Published in final edited form as: React Funct Polym. 2008 Sep 1;68(9):1291–1296. doi: 10.1016/j.reactfunctpolym.2008.06.002

m-Aminophenylboronic Acid as a Functional Monomer for Fabricating Molecularly Imprinted Polymer for the Recognition of Bovine Serum Albumin

Huafang Wang 1, Wenyou Li 1, Xiwen He 1,*, Langxing Chen 1, Yukui Zhang 1,2,*
PMCID: PMC2790214  NIHMSID: NIHMS68983  PMID: 20011610

Abstract

Using m-aminophenylboronic acid (APBA) as a functional monomer, molecularly imprinted polymer (MIP) imprinted with bovine serum albumin (BSA) was fabricated on activated glass spheres under optimized conditions. Key factors in the prepolymerization reaction (between APBA and BSA), such as buffer pH, ionic strength and reaction time, were carefully optimized as previously reported [1]. The interaction between APBA and BSA during the prepolymerization stage was investigated and optimized, and ideal conditions for protein rebinding experiments were determined as well. Protein rebinding and enriching properties of polymers were studied in single and competitive binding protocols, respectively. The key point of the present paper is that the binding selectivity of polymers may be estimated by the amount of bound-protein recovered from a protein-saturated polymer. Results demonstrated that the selectivity of MIP towards its template protein is superior to that of non-imprinted polymer (NIP).

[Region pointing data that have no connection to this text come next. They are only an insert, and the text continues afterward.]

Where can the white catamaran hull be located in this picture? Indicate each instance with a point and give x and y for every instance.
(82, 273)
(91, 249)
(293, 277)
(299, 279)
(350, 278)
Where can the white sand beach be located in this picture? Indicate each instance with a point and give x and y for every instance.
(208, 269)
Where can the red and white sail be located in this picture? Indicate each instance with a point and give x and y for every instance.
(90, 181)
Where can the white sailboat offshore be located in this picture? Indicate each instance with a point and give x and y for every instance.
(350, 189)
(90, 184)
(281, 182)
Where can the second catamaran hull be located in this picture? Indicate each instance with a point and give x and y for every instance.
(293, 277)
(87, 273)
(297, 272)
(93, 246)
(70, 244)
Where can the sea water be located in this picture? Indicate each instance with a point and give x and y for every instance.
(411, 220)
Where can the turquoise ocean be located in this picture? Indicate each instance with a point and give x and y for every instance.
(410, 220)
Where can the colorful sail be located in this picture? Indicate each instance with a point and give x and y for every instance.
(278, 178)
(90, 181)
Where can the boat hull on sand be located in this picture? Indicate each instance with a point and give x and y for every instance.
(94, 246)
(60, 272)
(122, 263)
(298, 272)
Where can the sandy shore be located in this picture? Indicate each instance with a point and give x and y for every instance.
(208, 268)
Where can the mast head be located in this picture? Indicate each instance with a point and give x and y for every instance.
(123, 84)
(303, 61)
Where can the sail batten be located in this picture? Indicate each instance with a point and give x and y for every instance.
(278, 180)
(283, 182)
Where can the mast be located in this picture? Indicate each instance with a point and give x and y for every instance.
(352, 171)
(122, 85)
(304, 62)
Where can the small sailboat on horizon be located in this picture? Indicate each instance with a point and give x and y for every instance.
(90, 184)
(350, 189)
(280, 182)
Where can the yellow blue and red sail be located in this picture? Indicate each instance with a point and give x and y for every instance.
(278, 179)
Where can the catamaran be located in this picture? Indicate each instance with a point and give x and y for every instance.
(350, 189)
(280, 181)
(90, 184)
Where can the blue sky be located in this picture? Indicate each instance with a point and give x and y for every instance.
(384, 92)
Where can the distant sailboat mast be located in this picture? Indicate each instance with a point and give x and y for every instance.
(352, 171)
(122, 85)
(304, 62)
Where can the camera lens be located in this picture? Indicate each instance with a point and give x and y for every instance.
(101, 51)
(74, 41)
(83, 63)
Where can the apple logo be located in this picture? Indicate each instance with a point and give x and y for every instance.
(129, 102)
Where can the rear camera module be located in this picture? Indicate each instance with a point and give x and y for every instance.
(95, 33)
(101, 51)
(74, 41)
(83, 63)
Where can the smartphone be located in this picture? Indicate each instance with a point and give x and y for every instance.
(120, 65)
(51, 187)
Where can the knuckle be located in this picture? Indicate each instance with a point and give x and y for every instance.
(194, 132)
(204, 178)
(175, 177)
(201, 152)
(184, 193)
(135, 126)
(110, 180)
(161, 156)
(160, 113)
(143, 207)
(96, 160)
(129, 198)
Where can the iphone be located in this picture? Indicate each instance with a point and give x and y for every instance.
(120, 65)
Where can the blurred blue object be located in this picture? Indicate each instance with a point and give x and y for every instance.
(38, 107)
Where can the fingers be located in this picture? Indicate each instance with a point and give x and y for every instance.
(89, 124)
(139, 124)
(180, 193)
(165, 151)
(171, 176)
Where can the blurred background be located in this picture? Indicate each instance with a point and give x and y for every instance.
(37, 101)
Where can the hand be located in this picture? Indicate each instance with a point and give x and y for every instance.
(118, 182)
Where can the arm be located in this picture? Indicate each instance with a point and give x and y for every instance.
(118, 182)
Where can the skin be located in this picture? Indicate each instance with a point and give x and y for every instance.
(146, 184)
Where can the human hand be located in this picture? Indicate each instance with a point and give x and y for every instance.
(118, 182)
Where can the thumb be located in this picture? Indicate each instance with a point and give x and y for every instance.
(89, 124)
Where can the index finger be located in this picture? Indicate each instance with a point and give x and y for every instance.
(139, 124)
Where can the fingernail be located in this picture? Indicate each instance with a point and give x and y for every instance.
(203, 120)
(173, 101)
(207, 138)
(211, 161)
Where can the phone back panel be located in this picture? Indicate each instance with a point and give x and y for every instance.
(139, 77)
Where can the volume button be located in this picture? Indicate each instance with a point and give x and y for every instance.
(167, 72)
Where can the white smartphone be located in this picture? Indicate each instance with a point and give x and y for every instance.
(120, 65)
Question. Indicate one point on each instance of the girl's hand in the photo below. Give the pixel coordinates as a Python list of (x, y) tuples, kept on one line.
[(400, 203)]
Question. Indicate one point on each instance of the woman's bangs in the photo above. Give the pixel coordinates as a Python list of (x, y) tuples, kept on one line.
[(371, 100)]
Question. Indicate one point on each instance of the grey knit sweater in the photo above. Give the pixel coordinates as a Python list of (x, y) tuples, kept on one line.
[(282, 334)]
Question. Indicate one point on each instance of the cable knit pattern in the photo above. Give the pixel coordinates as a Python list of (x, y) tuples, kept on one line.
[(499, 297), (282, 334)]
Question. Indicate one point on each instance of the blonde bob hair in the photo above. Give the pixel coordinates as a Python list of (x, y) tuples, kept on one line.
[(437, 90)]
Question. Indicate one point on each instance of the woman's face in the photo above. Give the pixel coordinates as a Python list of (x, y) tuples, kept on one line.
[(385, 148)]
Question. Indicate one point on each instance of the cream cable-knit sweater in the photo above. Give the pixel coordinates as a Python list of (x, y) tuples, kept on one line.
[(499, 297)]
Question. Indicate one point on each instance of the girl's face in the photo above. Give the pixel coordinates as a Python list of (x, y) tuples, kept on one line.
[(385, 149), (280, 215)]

Keywords: Molecularly imprinted polymer, m-Aminophenylboronic acid, Protein, Adsorption capacity, Bovine serum albumin (BSA)

1. Introduction

Upon the completion of the International Human Genome Haplotype Map (HapMap) Project, scientists have been engaged in the study of proteomics, which is of great significance for diagnosis and therapy. Proteomics research is composed of two steps: (1) isolation of different protein components from complicated bio-samples (e.g. plasma, urine, saliva, etc.) and (2) biological characterization of individual protein components. However, so far, only the latter can be successfully solved by available approaches. Compositions of bio-samples are very complex. Low-abundance proteins are usually of higher biological significance in diagnosis and therapy than high-abundance species, but it is hard to isolate them from raw bio-samples due to their relatively low representation. As a countermeasure against this, we can remove non-target components out of the system beforehand or enrich the target protein directly. In the present paper, the latter approach was adopted.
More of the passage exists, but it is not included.